Change Bayh-Dole law to non-exclusive licensing, but with some level of royalties paid to institution that originated the patent, and other corporations could have made the drug - and it would be a competitive market, so costs would drop due to lack of a monopoly on the drug.
This one simple change to Bayh-Dole - 'non-exclusive' - would upset the academic-corporate apple cart well beyond pharmaceuticals. Eg the PageRank algorithm created at Stanford could not have been exclusive licensed to Google - any American corporation or person could have applied for a license to the invention, entirely erasing the benefits of a monopolistic patent to the corporation.
One great benefit of this change is that corporations who wanted exclusive patents would have to finance their own private R & D divisions, instead of just capturing the output of taxpayer-financed researchers.
y-curious
It makes me wonder, is there a way to get this drug from a Chinese or Indian lab? I'm sure there are severe legal repercussions, but purely theoretically. It reminds me of the film The Dallas Buyers' Club
the_pwner224
Yes, it's readily available to buy online from India for <$1/pill.
In practice there aren't legal repercussions. If you import scheduled drugs (adderall, opioids, etc.) and get caught that's obviously going to be a big issue. But with most prescription medications, the worst case scenario is that Customs will just toss your package. And the likelihood of that is low; the majority of the time it makes it through undetected.

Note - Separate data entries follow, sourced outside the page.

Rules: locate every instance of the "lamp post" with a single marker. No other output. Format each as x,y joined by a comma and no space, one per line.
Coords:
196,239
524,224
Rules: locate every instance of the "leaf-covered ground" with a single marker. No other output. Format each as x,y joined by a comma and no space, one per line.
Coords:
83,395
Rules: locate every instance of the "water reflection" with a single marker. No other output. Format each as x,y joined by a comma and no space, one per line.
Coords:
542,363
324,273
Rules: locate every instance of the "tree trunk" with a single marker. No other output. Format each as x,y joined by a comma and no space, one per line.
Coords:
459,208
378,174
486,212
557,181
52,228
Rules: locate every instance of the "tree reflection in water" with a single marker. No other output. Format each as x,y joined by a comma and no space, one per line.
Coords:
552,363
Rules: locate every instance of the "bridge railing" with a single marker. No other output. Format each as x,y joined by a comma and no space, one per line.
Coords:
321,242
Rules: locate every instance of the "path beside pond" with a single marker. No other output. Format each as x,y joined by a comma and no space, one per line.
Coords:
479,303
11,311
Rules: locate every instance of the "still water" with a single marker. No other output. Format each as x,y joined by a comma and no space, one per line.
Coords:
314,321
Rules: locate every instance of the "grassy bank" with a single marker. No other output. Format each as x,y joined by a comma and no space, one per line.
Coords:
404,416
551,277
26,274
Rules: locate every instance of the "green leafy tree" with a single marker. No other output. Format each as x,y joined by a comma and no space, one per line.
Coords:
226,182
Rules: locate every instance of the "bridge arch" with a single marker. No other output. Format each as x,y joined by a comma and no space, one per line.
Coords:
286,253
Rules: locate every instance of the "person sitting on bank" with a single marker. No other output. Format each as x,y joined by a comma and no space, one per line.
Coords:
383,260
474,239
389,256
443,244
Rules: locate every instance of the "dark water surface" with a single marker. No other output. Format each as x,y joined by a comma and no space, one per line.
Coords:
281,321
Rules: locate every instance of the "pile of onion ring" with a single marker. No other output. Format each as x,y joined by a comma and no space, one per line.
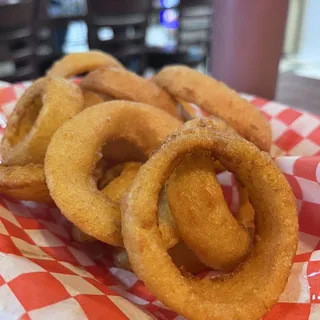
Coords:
116,158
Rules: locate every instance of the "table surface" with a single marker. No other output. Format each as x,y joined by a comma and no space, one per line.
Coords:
299,92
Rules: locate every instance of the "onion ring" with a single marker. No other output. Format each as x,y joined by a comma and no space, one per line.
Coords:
181,256
217,99
81,62
44,106
72,155
91,98
24,182
125,85
266,270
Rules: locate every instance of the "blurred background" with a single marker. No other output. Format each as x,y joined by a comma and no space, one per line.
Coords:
270,48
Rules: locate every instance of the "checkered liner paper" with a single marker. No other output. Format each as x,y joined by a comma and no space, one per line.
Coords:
44,275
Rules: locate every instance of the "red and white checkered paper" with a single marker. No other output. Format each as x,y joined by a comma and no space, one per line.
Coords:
44,275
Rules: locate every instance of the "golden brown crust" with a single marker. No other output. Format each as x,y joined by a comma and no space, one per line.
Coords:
24,182
81,62
44,106
72,155
264,273
125,85
91,98
203,219
181,256
217,99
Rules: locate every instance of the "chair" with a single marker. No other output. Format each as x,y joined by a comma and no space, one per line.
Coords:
17,48
119,27
52,21
193,40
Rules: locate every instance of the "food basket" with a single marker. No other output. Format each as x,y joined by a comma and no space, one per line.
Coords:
44,275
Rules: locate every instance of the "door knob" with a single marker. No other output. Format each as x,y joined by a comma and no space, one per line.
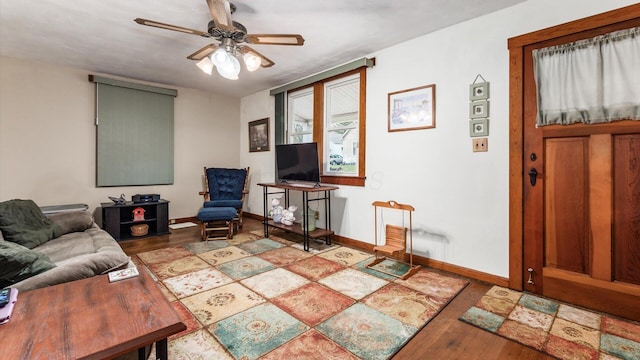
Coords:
533,175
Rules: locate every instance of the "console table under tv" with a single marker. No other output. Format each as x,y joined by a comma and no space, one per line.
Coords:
324,192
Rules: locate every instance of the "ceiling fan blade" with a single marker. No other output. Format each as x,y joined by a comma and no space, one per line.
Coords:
275,39
264,61
221,14
170,27
202,53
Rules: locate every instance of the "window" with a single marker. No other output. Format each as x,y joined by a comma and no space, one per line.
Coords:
300,117
331,112
341,131
134,125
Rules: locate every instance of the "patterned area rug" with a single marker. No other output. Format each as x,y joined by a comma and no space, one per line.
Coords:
256,298
557,329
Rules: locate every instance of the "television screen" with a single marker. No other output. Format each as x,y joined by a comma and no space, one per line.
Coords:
297,162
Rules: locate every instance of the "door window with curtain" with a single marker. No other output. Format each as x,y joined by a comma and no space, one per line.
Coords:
589,81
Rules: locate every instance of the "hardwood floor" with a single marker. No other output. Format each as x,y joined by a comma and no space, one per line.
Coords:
445,337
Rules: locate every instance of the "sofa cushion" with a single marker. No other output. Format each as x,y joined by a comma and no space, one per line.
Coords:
72,221
22,222
78,256
19,263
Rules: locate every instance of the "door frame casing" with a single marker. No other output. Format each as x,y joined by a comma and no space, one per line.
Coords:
516,46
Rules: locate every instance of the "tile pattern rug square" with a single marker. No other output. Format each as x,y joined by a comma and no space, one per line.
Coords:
258,298
558,329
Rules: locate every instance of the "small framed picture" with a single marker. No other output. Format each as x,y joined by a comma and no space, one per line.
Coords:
259,135
478,109
479,91
412,109
479,127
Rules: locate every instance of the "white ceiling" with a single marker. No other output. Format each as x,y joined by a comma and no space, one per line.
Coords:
100,35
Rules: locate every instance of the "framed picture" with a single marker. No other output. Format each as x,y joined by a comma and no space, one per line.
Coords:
479,91
479,127
478,109
412,109
259,135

I've done this in the past with another drug. In the US it was $30/month but from India I got 1000 pills for $30 + $40 expedited shipping. For me the big factor wasn't cost, but rather the convenience of not needing to go through the process of getting a prescription.
null
> But Revlimid is also, I soon learned, extraordinarily expensive, costing nearly $1,000 for each daily pill.
Thanks to the bargaining power of my nationalised healthcare, my government pays around 1/5th of that, and I'll pay nothing myself.